Ana SayfaGÜNÜN YAZILARIBazen kurnazlık, aptallık demektir

Bazen kurnazlık, aptallık demektir

Ve tarih çoğu zaman dirayet ve basiret üzerinden değil, akılcı bireylerin mantıklı hesaplarının doğru çıkmasıyla değil, yanlışlar üzerinden, en iyi hazırlandığı sanılan planların çürük çıkmasıyla ilerliyor. Marksizm (ve diğer bazı tarih felsefeleri), geçmişten geleceğe teşmil edilebilecek evrensel bazı toplumsal gelişme yasaları düşledi. Bu da yanlış. Yanlış çıktı. Belki bir tek yasa var, bugün kabul edebileceğim: “Öngörülmemiş, düşünülmemiş, kastedilmemiş sonuçlar yasası.” Bir amaç güdüyorsunuz. Bu uğurda bir şey yapıyorsunuz. Hiç tasavvur etmediğiniz yerlere uzanıyor.

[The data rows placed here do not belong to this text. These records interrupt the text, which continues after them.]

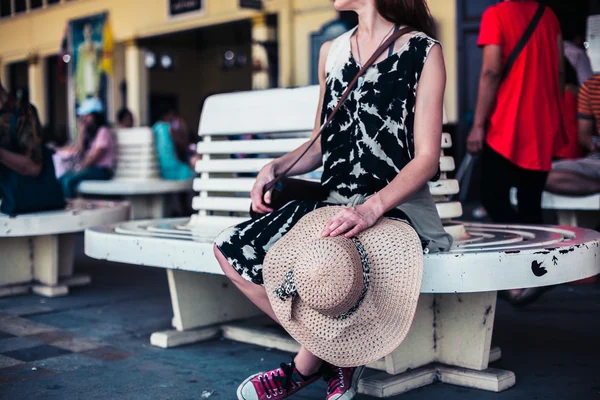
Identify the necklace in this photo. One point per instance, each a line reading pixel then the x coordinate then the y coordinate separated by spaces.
pixel 358 47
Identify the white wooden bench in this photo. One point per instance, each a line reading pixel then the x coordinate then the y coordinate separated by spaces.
pixel 38 249
pixel 451 335
pixel 583 211
pixel 137 176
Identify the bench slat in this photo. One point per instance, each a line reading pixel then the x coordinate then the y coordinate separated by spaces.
pixel 447 210
pixel 447 163
pixel 260 111
pixel 255 146
pixel 255 164
pixel 444 187
pixel 265 146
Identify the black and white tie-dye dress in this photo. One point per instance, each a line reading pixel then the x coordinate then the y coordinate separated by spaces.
pixel 369 141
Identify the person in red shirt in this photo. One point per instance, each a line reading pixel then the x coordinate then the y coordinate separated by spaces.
pixel 517 119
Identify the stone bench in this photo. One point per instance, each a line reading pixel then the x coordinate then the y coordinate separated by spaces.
pixel 38 249
pixel 451 336
pixel 583 211
pixel 137 176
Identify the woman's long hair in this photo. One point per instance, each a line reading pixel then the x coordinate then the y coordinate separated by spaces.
pixel 414 13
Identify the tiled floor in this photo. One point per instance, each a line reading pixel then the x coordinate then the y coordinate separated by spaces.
pixel 94 344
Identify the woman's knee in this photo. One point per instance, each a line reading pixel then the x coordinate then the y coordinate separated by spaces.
pixel 228 270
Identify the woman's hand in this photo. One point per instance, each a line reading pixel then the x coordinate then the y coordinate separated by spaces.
pixel 260 203
pixel 351 221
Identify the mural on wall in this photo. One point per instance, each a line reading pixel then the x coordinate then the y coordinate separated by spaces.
pixel 91 50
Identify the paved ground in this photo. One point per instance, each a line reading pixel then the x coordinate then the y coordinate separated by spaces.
pixel 94 344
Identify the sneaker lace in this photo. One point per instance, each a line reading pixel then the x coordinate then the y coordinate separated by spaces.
pixel 334 377
pixel 275 383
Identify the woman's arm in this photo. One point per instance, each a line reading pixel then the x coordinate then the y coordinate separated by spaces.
pixel 98 149
pixel 424 165
pixel 19 163
pixel 311 160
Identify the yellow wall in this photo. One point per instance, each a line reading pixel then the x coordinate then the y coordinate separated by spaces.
pixel 307 22
pixel 40 31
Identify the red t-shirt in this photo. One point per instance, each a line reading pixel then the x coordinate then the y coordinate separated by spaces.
pixel 526 117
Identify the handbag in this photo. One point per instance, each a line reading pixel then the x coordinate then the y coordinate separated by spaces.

[3-4 Mart 2023] Geçmişte kimbilir kaç kere yazdım (ve söyledim) bunu. Siyasî tahmin ve tahlilleri, (mikro-iktisattaki Homo economicus misali) rasyonel davranışlar varsayımına dayandırmak, çok problemli. “Bu kadar basiretsiz olamaz. Bu kadar akılsız olamaz. Bu kadar alçak, hain, adî, yalancı olamaz. Bu kadar karaktersiz, bu kadar fırıldak olamaz.”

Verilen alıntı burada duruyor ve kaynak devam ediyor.